University of Toronto’s CINSSU opened its 2013 winter season with Roman Polanksi’s debut Knife in the Water. What’s striking about seeing the film today is just how confident and restrained a film it is. The plot is simple–a bourgeois couple pick up a hitch-hiker on their way to their sailing boat. Alternatively annoyed and intrigued by the hitch-hiker, the husband invites him along. For the remainder of their journey, the youthful hitch-hiker and the husband trade barbs, show off, and vie for the wife’s attention, in a battle of youth versus experience, poverty versus plenty. Limiting the film to three characters, the boat, and a single day, Polanski develops his characters organically and sustains a rigid, inescapable tension between the three.
Of the film, Peter Cowie writes:
KnifeintheWater, Polanski’s maiden feature would define his maverick status once and for all. Polanski’s personality stamps every frame. As one critic noted at the time: “The weapons are glances, words (very few and always exactly chosen). Polanski is a holy terror of intelligent restraint––detached, ironic, playful as a cat with a mouse, encompassing with ease his alternations of the deathly serious and the dead-pan comic.” One should not, however, forget the contribution of Jerzy Skolimowski, who worked on the screenplay and urged Polanski to compress the action into twenty-four hours
From the outset, Polanski creates neat visual ruses to reveal a strength or weakness: the youth’s display of agility as he shinnies unexpectedly up the mast, for example, sends an erotic message to the wife. Much has been written about the phallic symbolism of the hunting knife carried by the youth. The knife lurks not merely as a sign of virility, but also as a metaphor for psychological force in the duel between the two men for the attentions of the woman. Polanski’s rare gift for trapping emotions in imagery rather than exclusively via dialogue aligned him with a fresh, more subtle brand of cinema that swept through Europe in the early 1960s––with Michelangelo Antonioni, Claude Chabrol, Louis Malle, and with Central European directors like Miklos Jancso, Jan Nemec, and Ewald Schorm.
Cowie’s essay is worth reading in whole and can be found here on Criterion’s site.
If you haven’t already, you ought to check out the new Criterion release of Plein Soleil / Purple Noon. Rene Clement’s 1960 film based on Patricia Highsmith’s The Talented Mr. Ripley is very impressive indeed.
For those who haven’t seen the film, read the novel, or seen the more recent Hollywood version, the plot is an intriguing one—Tom Ripley, a young man of no visible means, is hired by the father of his childhood friend Philippe Greenleaf to travel to Europe. There, he is to convince his childhood friend to give up his playboy existence and return home. Arriving in Europe, Ripley reveals the true purpose of his trip to Greenleaf and the two co-conspirators travel Europe together. Ripley is openly enamoured with Greenleaf’s charisma and wealth; Greenleaf is alternatively amused and sickened by Ripley’s infatuation. The friendship ultimately sours as the easily bored Greenleaf tires of Ripley and begins mocking him for his monetary ambitions and lack of worldly experience. Ripley appears the victim as he endures Greenleaf’s taunts.
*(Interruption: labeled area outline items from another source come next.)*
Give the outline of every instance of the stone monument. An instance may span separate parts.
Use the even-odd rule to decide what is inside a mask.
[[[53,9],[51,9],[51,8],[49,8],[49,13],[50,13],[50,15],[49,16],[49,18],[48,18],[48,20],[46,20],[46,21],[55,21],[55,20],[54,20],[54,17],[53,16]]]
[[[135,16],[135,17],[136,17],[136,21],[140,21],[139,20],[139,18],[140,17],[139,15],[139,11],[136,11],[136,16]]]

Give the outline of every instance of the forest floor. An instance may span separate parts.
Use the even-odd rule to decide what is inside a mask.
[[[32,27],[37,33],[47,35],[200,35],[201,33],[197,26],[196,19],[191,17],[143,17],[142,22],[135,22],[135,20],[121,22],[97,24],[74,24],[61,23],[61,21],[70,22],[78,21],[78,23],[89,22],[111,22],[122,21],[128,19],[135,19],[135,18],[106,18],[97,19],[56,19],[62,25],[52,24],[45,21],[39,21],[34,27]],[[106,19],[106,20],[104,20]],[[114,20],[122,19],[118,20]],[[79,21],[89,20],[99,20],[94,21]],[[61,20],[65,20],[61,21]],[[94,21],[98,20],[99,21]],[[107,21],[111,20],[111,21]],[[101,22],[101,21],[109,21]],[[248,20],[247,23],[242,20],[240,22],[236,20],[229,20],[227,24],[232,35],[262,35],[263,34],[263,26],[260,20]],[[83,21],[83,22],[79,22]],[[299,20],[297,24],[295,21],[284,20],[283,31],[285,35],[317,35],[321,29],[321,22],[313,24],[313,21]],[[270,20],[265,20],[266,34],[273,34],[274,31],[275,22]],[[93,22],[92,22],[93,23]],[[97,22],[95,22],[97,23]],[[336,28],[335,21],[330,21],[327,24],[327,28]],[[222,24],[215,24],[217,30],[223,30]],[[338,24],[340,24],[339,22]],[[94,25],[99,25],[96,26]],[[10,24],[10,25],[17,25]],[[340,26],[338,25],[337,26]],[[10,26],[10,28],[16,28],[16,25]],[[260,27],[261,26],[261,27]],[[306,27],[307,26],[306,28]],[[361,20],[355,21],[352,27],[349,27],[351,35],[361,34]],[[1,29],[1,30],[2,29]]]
Too self-absorbed, Greenleaf realizes only too late that Ripley has been scheming to murder Greenleaf and assume his identity. Following Greenleaf’s murder, the film changes directions, as the plot focuses on Ripley’s ingenuous efforts to maintain two identities, both as himself and Greenleaf. The film has a number of twists and at least one more murder as Ripley seeks to avoid detection by both the law and Greenleaf’s friends. The film maintains a taut, suspenseful tone perfectly until it reaches its flawed end. Without saying too much, Clement chooses a moralistic ending that is less satisfying than Highsmith’s original novel.
There is more to the film than a great script. Alain Delon delivers a pitch-perfect performance as the amoral, reptilian Ripley. His performance is remarkably subtle–in a number of scenes, he lets his eyes do all the acting. Maurice Ronet is no less impressive as Philippe Greenleaf, making vividly apparent his callousness, sadism and entitlement. Marie Laforet who plays Greeleaf’s lover Marge is also striking, believably portraying Marge as her feelings for Ripley shift, from distaste to hatred and from sympathy to love. The cinematography skilfully captures the film’s beautiful Italian and Mediterranean summer landscape. Adding to it all is Nina Rota’s superb score. Highly recommended.